Tous les auditeurs se mirent à rire à celle saillie plaisante du vieux
corsaire dieppois, qui continua:

«Attendez donc, _m's'amis_; c'n'est point l'tout, _ze_ dis à mes _zens_:
Mes petites brebis, il vous faut sauter dans les _pénices anglaises_,
actuellement pour prendre une toulène _d'lavant_ du corsaire et râmè en
nous _rémoquant_, comme si les _pénices_ avaient enlevé l'lougre.
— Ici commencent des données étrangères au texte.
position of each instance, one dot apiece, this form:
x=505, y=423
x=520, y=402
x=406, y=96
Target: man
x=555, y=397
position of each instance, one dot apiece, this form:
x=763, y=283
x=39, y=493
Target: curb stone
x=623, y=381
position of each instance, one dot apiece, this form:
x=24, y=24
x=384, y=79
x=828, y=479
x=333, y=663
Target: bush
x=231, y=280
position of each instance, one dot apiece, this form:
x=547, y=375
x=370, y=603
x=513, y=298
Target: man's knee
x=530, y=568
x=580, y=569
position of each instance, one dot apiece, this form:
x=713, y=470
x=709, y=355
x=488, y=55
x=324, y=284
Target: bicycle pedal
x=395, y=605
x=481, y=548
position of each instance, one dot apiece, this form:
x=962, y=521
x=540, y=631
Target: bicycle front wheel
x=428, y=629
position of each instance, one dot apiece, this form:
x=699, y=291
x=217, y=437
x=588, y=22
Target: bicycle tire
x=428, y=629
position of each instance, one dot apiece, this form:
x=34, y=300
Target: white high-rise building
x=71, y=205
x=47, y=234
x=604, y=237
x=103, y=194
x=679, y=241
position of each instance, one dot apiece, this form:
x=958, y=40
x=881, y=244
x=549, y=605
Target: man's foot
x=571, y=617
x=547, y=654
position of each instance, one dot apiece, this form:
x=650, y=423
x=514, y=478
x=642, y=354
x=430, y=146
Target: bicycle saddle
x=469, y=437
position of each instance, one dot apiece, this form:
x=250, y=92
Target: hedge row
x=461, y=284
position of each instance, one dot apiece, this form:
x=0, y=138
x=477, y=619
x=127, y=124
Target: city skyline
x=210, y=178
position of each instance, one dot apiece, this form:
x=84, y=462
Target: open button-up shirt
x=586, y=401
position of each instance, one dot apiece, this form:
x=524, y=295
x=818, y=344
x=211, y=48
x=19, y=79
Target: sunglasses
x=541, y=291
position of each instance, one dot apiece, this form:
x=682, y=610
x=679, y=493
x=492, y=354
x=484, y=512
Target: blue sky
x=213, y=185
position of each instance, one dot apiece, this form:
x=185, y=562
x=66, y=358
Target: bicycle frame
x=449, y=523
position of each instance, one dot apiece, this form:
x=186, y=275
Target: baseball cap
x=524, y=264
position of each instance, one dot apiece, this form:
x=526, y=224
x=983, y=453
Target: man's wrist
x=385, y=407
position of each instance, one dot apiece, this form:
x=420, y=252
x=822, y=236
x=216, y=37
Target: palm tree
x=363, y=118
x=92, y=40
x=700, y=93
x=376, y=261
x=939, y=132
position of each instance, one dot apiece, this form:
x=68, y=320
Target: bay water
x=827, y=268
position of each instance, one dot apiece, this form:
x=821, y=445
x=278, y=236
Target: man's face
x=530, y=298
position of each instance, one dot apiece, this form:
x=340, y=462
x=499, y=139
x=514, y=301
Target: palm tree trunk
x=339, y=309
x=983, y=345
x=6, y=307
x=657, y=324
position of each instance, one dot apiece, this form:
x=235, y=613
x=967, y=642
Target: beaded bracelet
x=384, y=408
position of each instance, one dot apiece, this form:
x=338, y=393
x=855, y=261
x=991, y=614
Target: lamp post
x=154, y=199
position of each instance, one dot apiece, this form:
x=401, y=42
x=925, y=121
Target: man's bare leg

Mais
criez-moi ferme un hourra pour faire _crouaire_ à la corvêteu _qu'ses
embarcations_ nous ont _happés_. Un _hourra_ qui aurait fait _tremblé_
la barbe du bô Dieu fut poussè par nos zens. _L'équipage_ de la corvêteu
y répondit par un aute _hourra!_

»Mes _trouais pénices nazant sur_ l'avant, _j'file_ mon câble, et mes
zens s'mettiont à _çanter_ des _çansons anglaises_, car les matelots
_d'cez_ nous savent tous aussi biè çanter, sans comparaison, comme
l'_zanglès_. La _corvéteu_ qui s'était _épuisée d'monde_ pour armé les
_pénices_, crut _bié_ qu'le corsaire était _prins_; mais quand ze fus
à _portée_ d'pistolet d'allé et qu'allé m'eut crié d'mouiller, mes
_trouais_ embarcations larguent la toulène et èlongent m'_n'anglès_.
_Ze_ l'aborde en même temps et ze l'envève tout comme _eune pleume!_
Qu'voulez-vous, mes bonnes _gens_, on a tant _d'peinne gagné sa_ vie
dans c'pauve monde!

»Ze n'pourrais point _biè v's dire_ la réception qu'on m'fit à _Câlais_
quand on vit rentré mon lougre avec une corvêteu _anglèse_ au derrière.
_Son altesse l'Empereu_ dès _Francès zuzea_ qu'il ferait _biè d'me donné
la queroix de la relizion_ d'honneur pour c'taffaire-là, et j'la _prins
c'te queroix_, que vos n'voyez ici qu'le ruban.»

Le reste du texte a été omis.